Two Paths of Exposure
If ever you find yourself stressed about capturing an image with the "correct settings," step back and take a breath. I have good news: there's no best way of exposing a scene. Let's look now at some of the creative decisions that fuel choosing settings, and approaching exposure from multiple perspectives.
In reality, almost every scene brings with it two unique ways of exposing it. One of the classic examples of this is how a photograph of a person against a sky can be handled. When placing a subject against that background, there's essentially two parts of the photograph that could be exposed for: the subject, and the sky. When exposing for the subject, you're likely to blow out the sky, while exposing for the sky will leave the subject as a silhouette.
One caveat, of course; when you're hired or commissioned for a shoot, there are certainly more strict creative directions (even if only implied) by your client. Sure, you could expose every photo of an engagement session as a silhouette, but I certainly wouldn't guarantee your clients happiness.
My friend and fellow photographer Forrest Lane recently made this photo of me, which includes a mix of lighting.
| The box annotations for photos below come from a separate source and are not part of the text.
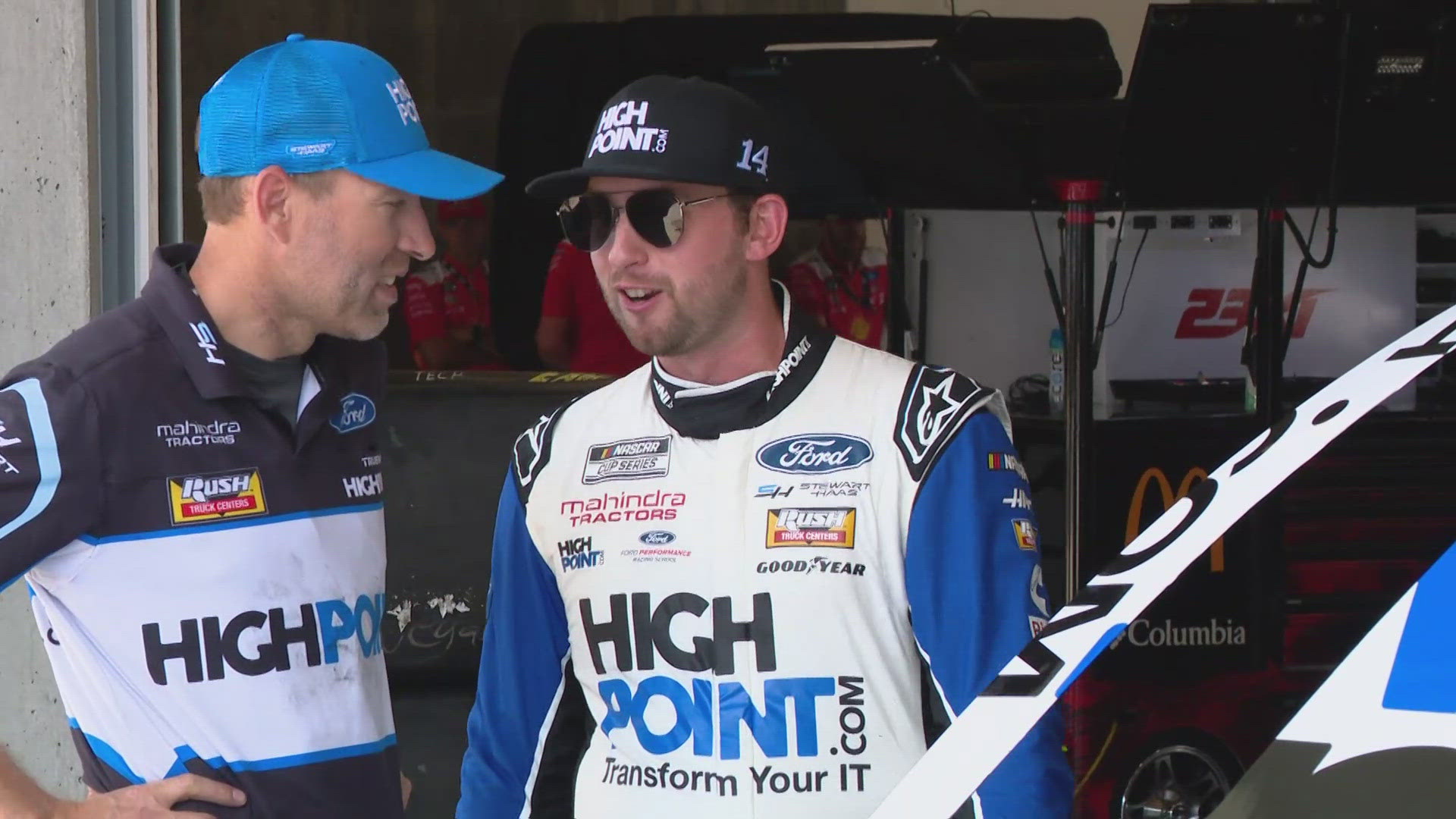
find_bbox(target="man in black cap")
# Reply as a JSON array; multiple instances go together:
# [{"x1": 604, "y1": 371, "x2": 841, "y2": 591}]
[{"x1": 457, "y1": 76, "x2": 1072, "y2": 819}]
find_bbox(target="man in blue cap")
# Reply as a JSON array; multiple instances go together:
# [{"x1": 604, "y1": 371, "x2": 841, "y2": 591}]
[{"x1": 0, "y1": 35, "x2": 500, "y2": 819}]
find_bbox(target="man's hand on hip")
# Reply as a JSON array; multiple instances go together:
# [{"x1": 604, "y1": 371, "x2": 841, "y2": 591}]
[{"x1": 48, "y1": 774, "x2": 247, "y2": 819}]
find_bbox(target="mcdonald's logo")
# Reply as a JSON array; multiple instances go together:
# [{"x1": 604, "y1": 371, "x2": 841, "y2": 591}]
[{"x1": 1122, "y1": 466, "x2": 1223, "y2": 571}]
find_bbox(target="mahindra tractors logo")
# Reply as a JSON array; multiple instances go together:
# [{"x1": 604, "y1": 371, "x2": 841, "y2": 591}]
[{"x1": 1174, "y1": 287, "x2": 1332, "y2": 338}]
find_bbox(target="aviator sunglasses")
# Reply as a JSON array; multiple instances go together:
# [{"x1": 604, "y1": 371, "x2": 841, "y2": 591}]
[{"x1": 556, "y1": 188, "x2": 734, "y2": 252}]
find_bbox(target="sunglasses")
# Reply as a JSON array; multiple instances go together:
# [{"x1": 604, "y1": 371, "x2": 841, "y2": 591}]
[{"x1": 556, "y1": 188, "x2": 734, "y2": 252}]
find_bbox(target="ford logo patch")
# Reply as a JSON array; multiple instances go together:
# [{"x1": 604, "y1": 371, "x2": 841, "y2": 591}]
[
  {"x1": 758, "y1": 435, "x2": 875, "y2": 474},
  {"x1": 329, "y1": 392, "x2": 375, "y2": 433}
]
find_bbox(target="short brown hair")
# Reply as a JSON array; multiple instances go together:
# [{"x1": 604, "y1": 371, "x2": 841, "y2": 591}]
[{"x1": 196, "y1": 171, "x2": 334, "y2": 224}]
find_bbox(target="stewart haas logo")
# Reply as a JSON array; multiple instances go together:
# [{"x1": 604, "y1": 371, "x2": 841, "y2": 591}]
[{"x1": 168, "y1": 469, "x2": 268, "y2": 526}]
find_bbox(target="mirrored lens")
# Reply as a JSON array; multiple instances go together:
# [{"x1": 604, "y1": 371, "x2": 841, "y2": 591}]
[
  {"x1": 556, "y1": 194, "x2": 616, "y2": 253},
  {"x1": 626, "y1": 190, "x2": 682, "y2": 248}
]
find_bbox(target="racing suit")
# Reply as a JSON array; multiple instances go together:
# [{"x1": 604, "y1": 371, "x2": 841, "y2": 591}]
[
  {"x1": 457, "y1": 290, "x2": 1072, "y2": 819},
  {"x1": 0, "y1": 245, "x2": 403, "y2": 819}
]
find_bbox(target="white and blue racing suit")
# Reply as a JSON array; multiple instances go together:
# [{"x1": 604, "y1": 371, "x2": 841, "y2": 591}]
[{"x1": 457, "y1": 294, "x2": 1072, "y2": 819}]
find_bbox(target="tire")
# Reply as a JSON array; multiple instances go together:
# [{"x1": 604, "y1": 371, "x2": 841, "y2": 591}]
[{"x1": 1108, "y1": 730, "x2": 1244, "y2": 819}]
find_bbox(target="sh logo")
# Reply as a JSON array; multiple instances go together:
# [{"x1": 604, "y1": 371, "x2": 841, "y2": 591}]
[
  {"x1": 329, "y1": 392, "x2": 377, "y2": 433},
  {"x1": 190, "y1": 322, "x2": 228, "y2": 366}
]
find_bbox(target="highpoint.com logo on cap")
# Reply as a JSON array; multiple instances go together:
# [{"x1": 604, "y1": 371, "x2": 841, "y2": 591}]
[
  {"x1": 384, "y1": 77, "x2": 419, "y2": 125},
  {"x1": 587, "y1": 99, "x2": 667, "y2": 158}
]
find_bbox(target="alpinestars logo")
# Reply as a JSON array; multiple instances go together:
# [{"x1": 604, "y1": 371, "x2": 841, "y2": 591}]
[
  {"x1": 896, "y1": 367, "x2": 994, "y2": 481},
  {"x1": 168, "y1": 469, "x2": 268, "y2": 526},
  {"x1": 587, "y1": 101, "x2": 667, "y2": 158}
]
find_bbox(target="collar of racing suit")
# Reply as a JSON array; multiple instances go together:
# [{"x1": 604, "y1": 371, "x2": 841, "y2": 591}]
[{"x1": 652, "y1": 277, "x2": 834, "y2": 438}]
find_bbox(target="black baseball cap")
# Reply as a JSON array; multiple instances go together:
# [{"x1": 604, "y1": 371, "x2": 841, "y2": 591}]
[{"x1": 526, "y1": 74, "x2": 777, "y2": 201}]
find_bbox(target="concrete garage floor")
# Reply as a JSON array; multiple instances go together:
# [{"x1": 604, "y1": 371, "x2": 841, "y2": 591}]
[{"x1": 393, "y1": 691, "x2": 475, "y2": 819}]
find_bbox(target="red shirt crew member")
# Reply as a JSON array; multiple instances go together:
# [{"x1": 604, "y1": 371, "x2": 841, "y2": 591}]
[
  {"x1": 536, "y1": 239, "x2": 648, "y2": 376},
  {"x1": 405, "y1": 196, "x2": 504, "y2": 370},
  {"x1": 786, "y1": 215, "x2": 890, "y2": 350}
]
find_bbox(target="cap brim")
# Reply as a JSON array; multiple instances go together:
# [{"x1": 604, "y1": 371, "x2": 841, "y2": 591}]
[
  {"x1": 526, "y1": 168, "x2": 595, "y2": 201},
  {"x1": 347, "y1": 149, "x2": 505, "y2": 201},
  {"x1": 526, "y1": 165, "x2": 770, "y2": 201}
]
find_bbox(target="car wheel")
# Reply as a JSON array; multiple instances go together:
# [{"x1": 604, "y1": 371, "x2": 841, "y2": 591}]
[{"x1": 1109, "y1": 732, "x2": 1244, "y2": 819}]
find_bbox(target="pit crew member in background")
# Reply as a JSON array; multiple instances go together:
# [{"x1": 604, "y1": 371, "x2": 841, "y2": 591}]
[
  {"x1": 0, "y1": 35, "x2": 500, "y2": 819},
  {"x1": 457, "y1": 76, "x2": 1072, "y2": 819},
  {"x1": 405, "y1": 196, "x2": 505, "y2": 370},
  {"x1": 786, "y1": 215, "x2": 890, "y2": 350},
  {"x1": 536, "y1": 239, "x2": 648, "y2": 376}
]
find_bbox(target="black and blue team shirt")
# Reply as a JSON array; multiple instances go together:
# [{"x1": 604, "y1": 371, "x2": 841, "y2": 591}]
[
  {"x1": 457, "y1": 294, "x2": 1072, "y2": 819},
  {"x1": 0, "y1": 245, "x2": 402, "y2": 819}
]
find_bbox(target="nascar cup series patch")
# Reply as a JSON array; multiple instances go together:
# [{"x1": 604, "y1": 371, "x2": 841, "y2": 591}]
[
  {"x1": 581, "y1": 436, "x2": 673, "y2": 484},
  {"x1": 168, "y1": 469, "x2": 268, "y2": 526}
]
His technical knowledge allows him to manage the bright window light alongside the shadowed areas, which were balanced nicely for what I think is an appealing outcome. Photo by Forrest Lane.
Anytime that we work with strong lighting, there are going to be different approaches to exposing the photo. Up until now, you may have only used evaluative metering to meter a frame, but this is where some of the more focused metering modes can come into play.
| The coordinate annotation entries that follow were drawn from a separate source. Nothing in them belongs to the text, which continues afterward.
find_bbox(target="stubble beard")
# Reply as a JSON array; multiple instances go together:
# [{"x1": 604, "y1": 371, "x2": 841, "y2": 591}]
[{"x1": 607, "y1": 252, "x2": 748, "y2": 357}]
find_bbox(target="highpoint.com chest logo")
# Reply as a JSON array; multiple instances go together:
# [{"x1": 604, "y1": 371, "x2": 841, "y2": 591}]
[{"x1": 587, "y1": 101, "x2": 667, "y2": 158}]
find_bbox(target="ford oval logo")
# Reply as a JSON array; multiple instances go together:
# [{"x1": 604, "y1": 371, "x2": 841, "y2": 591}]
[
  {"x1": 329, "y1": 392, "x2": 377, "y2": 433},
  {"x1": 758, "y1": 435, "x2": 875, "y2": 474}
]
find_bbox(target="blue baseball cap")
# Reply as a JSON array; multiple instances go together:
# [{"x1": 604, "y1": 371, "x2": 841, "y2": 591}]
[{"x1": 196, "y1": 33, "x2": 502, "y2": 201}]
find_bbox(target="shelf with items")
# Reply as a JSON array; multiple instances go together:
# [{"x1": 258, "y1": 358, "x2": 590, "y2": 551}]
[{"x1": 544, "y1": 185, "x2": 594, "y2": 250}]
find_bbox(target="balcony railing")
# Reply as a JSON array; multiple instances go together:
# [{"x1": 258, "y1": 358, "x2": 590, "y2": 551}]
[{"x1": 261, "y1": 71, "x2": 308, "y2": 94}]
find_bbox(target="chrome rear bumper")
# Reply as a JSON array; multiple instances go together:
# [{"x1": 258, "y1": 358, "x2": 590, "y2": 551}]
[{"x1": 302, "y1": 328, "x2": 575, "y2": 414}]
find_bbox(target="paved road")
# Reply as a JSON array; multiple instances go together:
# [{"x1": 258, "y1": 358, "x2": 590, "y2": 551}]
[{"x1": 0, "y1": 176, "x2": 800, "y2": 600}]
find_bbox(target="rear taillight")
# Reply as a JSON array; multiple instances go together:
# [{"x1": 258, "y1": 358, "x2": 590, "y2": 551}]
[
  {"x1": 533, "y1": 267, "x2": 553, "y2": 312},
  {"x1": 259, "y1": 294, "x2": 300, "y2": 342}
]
If you aren't familiar with metering, think of it as the way that a camera determines how much light is in a scene. Cameras of the past lacked a meter, but nearly every modern SLR camera includes metering through the lens, which you'll often hear called "TTL" metering. The default metering mode on most cameras is to evaluate the light throughout the entire frame to choose appropriate settings.
This frame was photographed utilzing the evaluative metering setting that takes into account the entire frame. You can see a lot of detail in the shadows, as well as throughout the frame.
If you're looking to hone in on the way that you meter, considering using one of the more focused types of metering. Either spot metering or center weighted metering doesn't take the whole frame into the exposure calculation - instead, it selects a smaller amount of the frame and suggests settings to properly expose for that one region of the photo.
As we start to think about the different ways of metering the frame, it's not hard to realize that in situations with mixed lighting, there are different routes to take. We can meter for the shadows and ensure that light fills them in the final frame.
This frame is in the same location as the one above, but I metered for the sky and underexposed the clouds to bring more contrast and darkness to the image, knowing also that the sky would be enhanced. There's no best way of shooting this scene, only two ways of painting it with our camera.
Even more important than the settings we choose is the vision that we conceive for the outcome of the photo. Don't ever make the mistake of thinking that there is one proper way of exposing a photo; there are simply differing ways of approaching them.
Photography is a creative and technical pursuit. However, many photographers lean toward approaching exposure from the technical perspective of compensating stops of light. The examples above show that managing exposure can take two routes between exposing the highlights or shadows and the outcome will be radically different. Ideally, we can envision the scene as we want the final product to appear, and then select the settings that get us there.
How do you approach exposure? Do you let the camera lead you in a direction or do you have an idea in mind before you start selecting the settings?